CAPÍTULO I – DEMOCRACIA E GLOBALIZAÇÃO NEOLIBERAL

2. Democracia e participação política no contexto da Globalização Neoliberal

2.3. Neoliberalismo, Democracia e participação política

Nesta nova ordem mundial, a democracia e os direitos humanos e sociais passam a constituir vítimas inevitáveis dos efeitos das políticas supra descritas. Não obstante estes efeitos perversos, esta situação parece não apontar para a extinção do Estado nacional ou da Democracia, mas antes para a sua reconfiguração em novas bases.

Neoliberalismo e Democracia, considerados a partir dos seus conceitos fundamentais apresentam-se aparentemente como incompatíveis. Todavia, nada parece impedir que com uma reconfiguração da forma de conceber a democracia ambas possam coexistir.

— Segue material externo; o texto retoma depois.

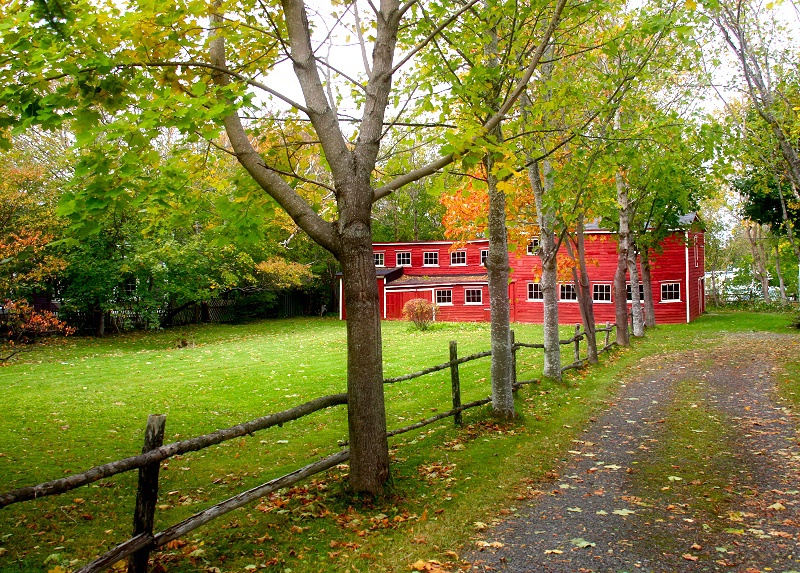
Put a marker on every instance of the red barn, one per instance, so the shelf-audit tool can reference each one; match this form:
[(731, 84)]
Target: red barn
[(455, 278)]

Para as sociedades contemporâneas a democracia tem um valor universal, ela é vista como a melhor forma de regime político. Assim sendo, a ideologia neoliberal terá todo o interesse em se legitimar no seio da Democracia. O custo que outra alternativa poderia representar no cenário social, provavelmente seria muito maior. Adam Przeworsky sublinha que essa cumplicidade é imprescindível “seja porque o apoio popular é exigido pelas regras da democracia ou pelo menos porque o consentimento é necessário para desarmar a omnipresente ameaça revolucionária.” (Przeworsky,

1995:90). Outro aspeto central na democracia e bastante valorizado pela ideologia neoliberal é o facto de a democracia possibilitar a garantia da liberdade individual.

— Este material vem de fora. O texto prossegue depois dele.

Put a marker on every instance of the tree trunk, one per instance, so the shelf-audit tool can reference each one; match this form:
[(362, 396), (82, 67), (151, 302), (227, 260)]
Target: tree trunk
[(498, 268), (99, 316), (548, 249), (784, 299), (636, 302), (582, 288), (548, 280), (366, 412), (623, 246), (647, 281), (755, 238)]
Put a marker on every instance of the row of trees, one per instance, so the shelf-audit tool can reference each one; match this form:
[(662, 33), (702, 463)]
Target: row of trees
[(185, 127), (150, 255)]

Posto isto, e de forma a facilitar-se a aplicação das políticas neoliberais cujas agendas pressupõem alterações estruturais significativas no modo de funcionamento da economia, particularmente do mercado de trabalho, mas também dos modelos de organização social dominantes, torna-se indispensável a criação de condições para o exercício forte dos poderes executivos o que, por seu turno, exige a constituição de maiorias absolutas parlamentares. Não é pois de excluir a possibilidade de alterações às leis eleitorais no sentido de se facilitar a constituição de tais maiorias (ex.: através da alteração das regras subjacentes à atribuição de mandatos pelas diferentes forças eleitorais em contenda, bem como pela redução do número global de deputados eleitos) ou ainda através da revisão dos direitos cívicos que conferem aos cidadãos diversas expressões de liberdade individual e coletiva (ex.: através do cerceamento do direito de manifestação e de outras formas de participação política).

Em última análise, a pretensão da ideologia neoliberal consubstancia-se num progressivo enfraquecimento do Estado Democrático, não só através da transferência de poder para entidades supranacionais, mas simultaneamente através da gradual transferência das suas responsabilidades sociais para a sociedade civil (Harvey, 2007).

Esta nova situação requereu uma reconfiguração das conceções de cidadania, sociedade civil e participação.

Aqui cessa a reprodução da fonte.